Once the bytes are "actually sent" at that point you'll have the result: for simplicity, let's assume it is either "success" or "error". if "success" - nothing to worry about, proceed as usual. If "error" - record that error into a variable. Next time your API's "send" or "receive" are called - check that error variable and if it is "error" return it back without sending (ie buffering) bytes.

This way you've just solved your blocking dilemma by ... doing no blocking at all! And you solved it by returning speculative optimistic "ok's" and buffering even if you didn't write a single line of code to implement explicit memory buffer. :partying_face::clinking_glasses::champagne:

Having said that, I don't know the specifics of your task and transport (e.g. is your sending back pressure controlled?), etc, so this approach might not work for you.

2 Likes

Hello friends,

When I posted earlier this morning about my travails with using async code inside a sync API I did so in an act of desperation - after various days trying all sorts of unsavory hacks and workarounds - none which I at liberty to describe as they can get me expelled from the industry and the programmer's Union.

After posting that, I came up with a solution, which is remarkably close to what @tera suggested in the second post. Essentially, I was able to rely on this callback being able to return EAGAIN for this to be tried again, and I could use a tiny state machine to sort this out - I am myself now a happy camper and I can move on to greener pastures.

That said, I believe that this situation is unfortunate. I do appreciate the desire to establish great coding practices via this shared thread pool, but I believe that there should be room in Swift to have a way of creating new Tasks that are bound to a fresh thread/dispatch queue, for situations where folks could not get as lucky as I did today.

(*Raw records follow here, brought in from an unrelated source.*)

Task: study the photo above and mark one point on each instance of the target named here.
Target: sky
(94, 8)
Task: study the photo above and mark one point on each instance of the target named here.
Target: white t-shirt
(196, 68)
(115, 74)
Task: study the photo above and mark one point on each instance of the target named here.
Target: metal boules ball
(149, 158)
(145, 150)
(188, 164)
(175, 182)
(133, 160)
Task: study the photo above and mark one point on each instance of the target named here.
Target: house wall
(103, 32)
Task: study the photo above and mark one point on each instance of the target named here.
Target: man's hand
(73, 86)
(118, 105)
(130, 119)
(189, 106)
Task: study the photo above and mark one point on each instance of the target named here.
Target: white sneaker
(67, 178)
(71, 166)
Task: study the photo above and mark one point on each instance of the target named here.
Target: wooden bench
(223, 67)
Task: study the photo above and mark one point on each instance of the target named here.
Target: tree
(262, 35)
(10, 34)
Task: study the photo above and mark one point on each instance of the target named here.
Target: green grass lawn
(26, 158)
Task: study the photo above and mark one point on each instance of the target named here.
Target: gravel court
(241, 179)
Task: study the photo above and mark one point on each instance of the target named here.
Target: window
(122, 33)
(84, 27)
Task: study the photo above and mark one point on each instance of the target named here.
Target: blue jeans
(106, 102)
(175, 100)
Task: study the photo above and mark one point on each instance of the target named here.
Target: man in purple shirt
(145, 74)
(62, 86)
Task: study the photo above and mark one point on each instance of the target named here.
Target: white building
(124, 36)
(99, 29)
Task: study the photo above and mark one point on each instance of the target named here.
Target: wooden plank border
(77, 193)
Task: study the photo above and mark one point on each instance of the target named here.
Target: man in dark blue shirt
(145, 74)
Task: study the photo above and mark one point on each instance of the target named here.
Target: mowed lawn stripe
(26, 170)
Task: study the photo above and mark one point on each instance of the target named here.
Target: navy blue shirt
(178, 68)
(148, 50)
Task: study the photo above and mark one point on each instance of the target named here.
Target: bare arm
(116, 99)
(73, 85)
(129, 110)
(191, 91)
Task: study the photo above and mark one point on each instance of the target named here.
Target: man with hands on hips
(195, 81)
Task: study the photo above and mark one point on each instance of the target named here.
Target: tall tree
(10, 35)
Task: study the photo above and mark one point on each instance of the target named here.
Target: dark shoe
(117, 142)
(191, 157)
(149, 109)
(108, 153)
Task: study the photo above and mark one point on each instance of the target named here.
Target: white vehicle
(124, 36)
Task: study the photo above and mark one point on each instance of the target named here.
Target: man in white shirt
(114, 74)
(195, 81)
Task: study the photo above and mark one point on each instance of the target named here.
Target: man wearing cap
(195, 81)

The prospect I was faced earlier today was to drop my actor code and go back to the old dispatch queues and manual locking - which would have been a step backwards, and I hope that some compromise in this design could help other senior programmers from losing their precious few hairs left.

Best,
Miguel.

7 Likes

@migueldeicaza
Here is a quite interesting research related to your topic

1 Like

Hi Miguel, nice to see you here!

This is what we aim to allow with Task Executors which are now partially implemented on main (wiggling around with the APIs still a little bit), and under review over here: SE-0417: Task Executor Preference

They'll allow you to start a Task on a specific TaskExecutor, and the executor is then preferred instead of the global shared pool. A prime use case for those is isolating some blocking code you cannot rewrite onto a bunch of dedicated threads/queues that you encapsulate with this TaskExecutor and at least then all the bad blocking code is isolated to this pool of threads, rather than hurting the width-limited default one.

Hope this helps!

If you can't really wait for these, you could somewhat achieve a similar result by using a custom actor executor swift-evolution/proposals/0392-custom-actor-executors.md at main ยท apple/swift-evolution ยท GitHub so make a SerialExecutor and dedicate it some queue or thread, and make all your blocking calls from an actor which use this executor. You could of course have many actors use either the same executor or each have its own etc. Not as great as the task executors for this purpose but it'd also help get the blocking away from the shared pool but still be able to use async/await.